Saturday, April 2, 2016

Canadian media blame Trudeau for Harper's Saudi arms deal

When the Canada-Saudi armoured car deal was first announced over two years ago, there wasn't a whole lot of squawking about Saudi Arabia's abhorrent human rights record in our media. Virtually all of the coverage focused on what a glorious win this was for our export sector.

So Harper gets voted out, POTHEAD gets voted in, and poof!.. the moral ambiguities saturating this deal suddenly rise to the surface!

I like to brag about the fact that the think tank here at Falling Downs was all over this story from the get-go. Ya, that's satire at that link. Nobody here really thought that the armoured war wagons were gonna be used to ferry the fairies home when the underground gay clubs closed. Nevertheless, the controversy missed Harper but has landed on Trudeau.

There's quite a crowd that thinks Trudeau needs to establish his human rights bona fides by cancelling this deal. It's an appealing argument; virtuous Canada will not trade with egregious human rights abusers like Saudi Arabia. Case closed.

It's not that simple.

First off, Canada has no right to finger-point at the alleged human rights abuses of other states so long as we haven't remedied the open wound that is our relationship with our native peoples. A cursory survey of incarceration rates, poverty rates, suicide rates, and so on puts the lie to the claim that we are a nation of virtue. We're not.

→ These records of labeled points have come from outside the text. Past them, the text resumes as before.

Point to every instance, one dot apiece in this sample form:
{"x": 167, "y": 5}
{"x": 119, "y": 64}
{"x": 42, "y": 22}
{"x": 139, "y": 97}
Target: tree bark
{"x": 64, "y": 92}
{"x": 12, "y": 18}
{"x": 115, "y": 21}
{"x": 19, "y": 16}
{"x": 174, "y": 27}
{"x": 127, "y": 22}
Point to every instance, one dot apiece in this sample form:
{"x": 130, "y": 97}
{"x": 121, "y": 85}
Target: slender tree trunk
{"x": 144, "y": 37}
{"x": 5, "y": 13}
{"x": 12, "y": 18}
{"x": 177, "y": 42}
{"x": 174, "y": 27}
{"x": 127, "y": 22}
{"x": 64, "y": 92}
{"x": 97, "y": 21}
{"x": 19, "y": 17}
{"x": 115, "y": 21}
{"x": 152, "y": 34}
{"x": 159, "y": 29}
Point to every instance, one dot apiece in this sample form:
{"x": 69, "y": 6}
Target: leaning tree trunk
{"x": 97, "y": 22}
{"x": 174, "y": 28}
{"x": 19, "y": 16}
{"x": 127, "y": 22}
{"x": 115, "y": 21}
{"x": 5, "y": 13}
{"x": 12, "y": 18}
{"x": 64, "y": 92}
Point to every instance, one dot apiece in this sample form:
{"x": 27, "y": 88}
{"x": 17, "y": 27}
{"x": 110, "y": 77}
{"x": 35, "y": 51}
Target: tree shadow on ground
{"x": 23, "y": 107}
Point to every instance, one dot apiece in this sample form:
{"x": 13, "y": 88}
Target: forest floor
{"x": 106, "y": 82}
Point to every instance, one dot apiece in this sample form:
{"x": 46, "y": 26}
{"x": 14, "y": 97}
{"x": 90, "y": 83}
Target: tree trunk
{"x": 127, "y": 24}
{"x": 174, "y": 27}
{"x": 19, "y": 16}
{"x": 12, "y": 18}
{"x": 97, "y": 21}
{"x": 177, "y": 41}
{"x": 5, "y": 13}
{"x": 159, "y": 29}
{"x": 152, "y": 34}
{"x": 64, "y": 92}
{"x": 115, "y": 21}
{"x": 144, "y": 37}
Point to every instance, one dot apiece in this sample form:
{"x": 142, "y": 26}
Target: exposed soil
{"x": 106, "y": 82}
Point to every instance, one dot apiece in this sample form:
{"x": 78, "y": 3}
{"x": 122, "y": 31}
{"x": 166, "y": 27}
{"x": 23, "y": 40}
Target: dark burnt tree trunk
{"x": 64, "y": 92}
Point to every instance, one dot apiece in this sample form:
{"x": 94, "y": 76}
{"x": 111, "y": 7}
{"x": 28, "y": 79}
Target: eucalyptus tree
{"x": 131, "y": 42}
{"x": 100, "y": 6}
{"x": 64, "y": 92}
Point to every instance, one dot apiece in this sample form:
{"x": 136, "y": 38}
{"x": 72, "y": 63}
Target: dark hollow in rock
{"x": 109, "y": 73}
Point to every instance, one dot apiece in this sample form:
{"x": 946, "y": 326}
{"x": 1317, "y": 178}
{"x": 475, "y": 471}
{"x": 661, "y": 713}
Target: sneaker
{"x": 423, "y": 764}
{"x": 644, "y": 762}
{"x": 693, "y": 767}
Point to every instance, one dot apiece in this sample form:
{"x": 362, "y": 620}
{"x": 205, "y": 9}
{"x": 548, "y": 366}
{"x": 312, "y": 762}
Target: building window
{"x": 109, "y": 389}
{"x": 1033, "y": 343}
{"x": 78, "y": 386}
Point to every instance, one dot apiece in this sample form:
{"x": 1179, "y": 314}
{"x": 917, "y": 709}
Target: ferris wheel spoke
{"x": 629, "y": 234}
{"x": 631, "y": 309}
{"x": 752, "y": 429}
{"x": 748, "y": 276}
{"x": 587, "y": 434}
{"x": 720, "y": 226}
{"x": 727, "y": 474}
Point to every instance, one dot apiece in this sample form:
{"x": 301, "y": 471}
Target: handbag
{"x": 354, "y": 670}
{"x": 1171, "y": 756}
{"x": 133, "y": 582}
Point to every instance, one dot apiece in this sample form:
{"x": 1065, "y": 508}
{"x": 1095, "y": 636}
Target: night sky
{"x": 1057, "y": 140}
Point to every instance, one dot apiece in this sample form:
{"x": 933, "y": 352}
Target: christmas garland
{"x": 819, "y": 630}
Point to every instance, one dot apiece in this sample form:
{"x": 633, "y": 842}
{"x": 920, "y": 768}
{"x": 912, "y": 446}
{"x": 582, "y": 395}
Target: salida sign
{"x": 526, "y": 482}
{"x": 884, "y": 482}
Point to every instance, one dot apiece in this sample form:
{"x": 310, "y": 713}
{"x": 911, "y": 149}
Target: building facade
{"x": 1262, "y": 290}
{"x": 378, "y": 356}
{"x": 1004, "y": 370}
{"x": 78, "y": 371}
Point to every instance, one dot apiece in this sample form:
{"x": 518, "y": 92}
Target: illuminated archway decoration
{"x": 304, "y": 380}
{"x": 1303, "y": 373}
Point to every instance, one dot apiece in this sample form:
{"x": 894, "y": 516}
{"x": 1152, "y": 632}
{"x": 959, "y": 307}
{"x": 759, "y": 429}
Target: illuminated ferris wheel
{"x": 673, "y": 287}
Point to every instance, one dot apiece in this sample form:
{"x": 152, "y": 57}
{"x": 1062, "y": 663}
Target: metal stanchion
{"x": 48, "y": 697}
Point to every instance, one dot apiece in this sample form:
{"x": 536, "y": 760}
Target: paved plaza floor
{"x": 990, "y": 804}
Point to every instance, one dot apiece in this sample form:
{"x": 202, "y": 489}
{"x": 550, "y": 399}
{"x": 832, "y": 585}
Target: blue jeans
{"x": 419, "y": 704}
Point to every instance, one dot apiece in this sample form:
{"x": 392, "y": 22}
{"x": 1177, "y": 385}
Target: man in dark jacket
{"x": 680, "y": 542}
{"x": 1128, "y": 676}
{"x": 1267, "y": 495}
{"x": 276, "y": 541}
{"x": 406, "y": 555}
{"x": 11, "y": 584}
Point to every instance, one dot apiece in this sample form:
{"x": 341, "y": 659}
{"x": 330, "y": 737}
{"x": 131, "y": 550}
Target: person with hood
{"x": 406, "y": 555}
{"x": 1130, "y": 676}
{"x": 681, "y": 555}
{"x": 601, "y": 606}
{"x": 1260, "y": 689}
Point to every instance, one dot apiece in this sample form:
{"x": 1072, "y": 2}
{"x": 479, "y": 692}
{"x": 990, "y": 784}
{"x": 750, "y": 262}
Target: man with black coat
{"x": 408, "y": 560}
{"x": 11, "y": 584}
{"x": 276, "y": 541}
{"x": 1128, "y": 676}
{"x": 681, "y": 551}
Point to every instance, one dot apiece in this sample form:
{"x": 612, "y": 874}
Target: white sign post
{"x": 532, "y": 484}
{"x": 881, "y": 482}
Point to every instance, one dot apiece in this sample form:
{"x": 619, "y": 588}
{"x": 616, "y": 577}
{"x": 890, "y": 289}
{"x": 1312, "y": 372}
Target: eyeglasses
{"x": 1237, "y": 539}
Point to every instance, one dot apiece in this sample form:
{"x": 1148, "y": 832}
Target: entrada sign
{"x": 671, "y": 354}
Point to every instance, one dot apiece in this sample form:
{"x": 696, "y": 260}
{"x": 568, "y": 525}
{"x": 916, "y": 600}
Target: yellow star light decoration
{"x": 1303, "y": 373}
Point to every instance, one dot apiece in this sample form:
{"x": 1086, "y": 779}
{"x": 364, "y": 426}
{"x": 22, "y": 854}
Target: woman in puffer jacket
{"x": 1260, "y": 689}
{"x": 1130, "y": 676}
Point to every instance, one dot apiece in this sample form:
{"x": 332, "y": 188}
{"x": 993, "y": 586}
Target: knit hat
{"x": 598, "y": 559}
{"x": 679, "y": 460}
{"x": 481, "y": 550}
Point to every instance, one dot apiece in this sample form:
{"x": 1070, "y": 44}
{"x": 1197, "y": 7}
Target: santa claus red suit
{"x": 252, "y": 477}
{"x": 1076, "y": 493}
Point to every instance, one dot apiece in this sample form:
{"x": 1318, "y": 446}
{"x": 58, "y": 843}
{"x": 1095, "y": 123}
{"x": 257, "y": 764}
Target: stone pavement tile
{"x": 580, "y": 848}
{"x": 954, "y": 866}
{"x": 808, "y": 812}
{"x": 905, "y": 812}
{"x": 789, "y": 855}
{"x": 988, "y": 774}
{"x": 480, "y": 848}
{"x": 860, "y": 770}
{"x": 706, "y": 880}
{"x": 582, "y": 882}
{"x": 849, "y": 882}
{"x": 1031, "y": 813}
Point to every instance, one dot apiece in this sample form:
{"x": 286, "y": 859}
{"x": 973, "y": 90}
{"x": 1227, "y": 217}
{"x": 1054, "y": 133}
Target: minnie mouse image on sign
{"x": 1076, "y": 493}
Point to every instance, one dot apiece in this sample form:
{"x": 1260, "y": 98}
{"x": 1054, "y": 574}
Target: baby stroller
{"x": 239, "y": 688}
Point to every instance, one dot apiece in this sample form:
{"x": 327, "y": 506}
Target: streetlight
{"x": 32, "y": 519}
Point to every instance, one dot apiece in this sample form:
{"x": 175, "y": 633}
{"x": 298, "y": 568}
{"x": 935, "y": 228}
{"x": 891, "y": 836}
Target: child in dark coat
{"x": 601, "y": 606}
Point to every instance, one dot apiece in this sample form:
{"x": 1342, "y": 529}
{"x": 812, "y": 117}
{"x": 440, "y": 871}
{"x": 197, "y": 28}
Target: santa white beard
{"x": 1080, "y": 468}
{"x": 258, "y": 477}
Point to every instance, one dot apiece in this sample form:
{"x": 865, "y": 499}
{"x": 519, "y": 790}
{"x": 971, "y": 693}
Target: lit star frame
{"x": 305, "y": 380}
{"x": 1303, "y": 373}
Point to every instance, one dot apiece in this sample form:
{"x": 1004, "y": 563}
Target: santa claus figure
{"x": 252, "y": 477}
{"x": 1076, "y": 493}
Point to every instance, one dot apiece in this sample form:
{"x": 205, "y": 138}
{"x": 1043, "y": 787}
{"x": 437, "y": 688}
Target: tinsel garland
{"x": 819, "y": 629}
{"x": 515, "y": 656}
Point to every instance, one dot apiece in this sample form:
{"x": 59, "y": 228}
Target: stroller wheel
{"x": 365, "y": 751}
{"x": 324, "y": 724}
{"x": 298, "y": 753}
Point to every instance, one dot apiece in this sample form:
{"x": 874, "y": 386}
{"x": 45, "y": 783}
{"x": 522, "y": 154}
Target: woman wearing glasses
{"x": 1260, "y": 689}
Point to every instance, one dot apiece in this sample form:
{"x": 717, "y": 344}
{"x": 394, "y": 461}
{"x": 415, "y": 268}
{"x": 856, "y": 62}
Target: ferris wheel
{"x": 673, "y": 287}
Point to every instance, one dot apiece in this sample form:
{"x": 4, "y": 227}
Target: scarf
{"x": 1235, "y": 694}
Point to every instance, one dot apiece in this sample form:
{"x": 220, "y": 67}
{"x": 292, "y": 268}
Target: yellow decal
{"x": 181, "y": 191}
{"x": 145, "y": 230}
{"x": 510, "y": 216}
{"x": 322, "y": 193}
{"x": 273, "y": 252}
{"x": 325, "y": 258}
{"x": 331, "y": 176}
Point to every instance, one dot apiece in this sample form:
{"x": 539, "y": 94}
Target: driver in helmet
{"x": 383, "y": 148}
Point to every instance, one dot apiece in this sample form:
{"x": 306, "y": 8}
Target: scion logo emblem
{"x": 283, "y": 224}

Secondly, why single out the Saudis? Our biggest trading partners are Mexico, China, and the USA. Any human rights issues in those countries? Will we continue to do business with them? Of course we will! And didn't the Harper government enter into a free trade agreement with Israel? Is anyone clamouring for Trudeau to abrogate that deal because of Israel's wanton disregard for the human rights of Palestinians?

Of course not!

So lets get off the high horse on this Saudi deal. Business is business. Where government had a chance to do something was when GM Defence was sold to General Dynamics in 2003. Canada could have blocked that sale. It was, in case you've forgotten, a Liberal government that let it go through. Getting sentimental about the 3000 Canadian jobs at stake today is more than a little disingenuous.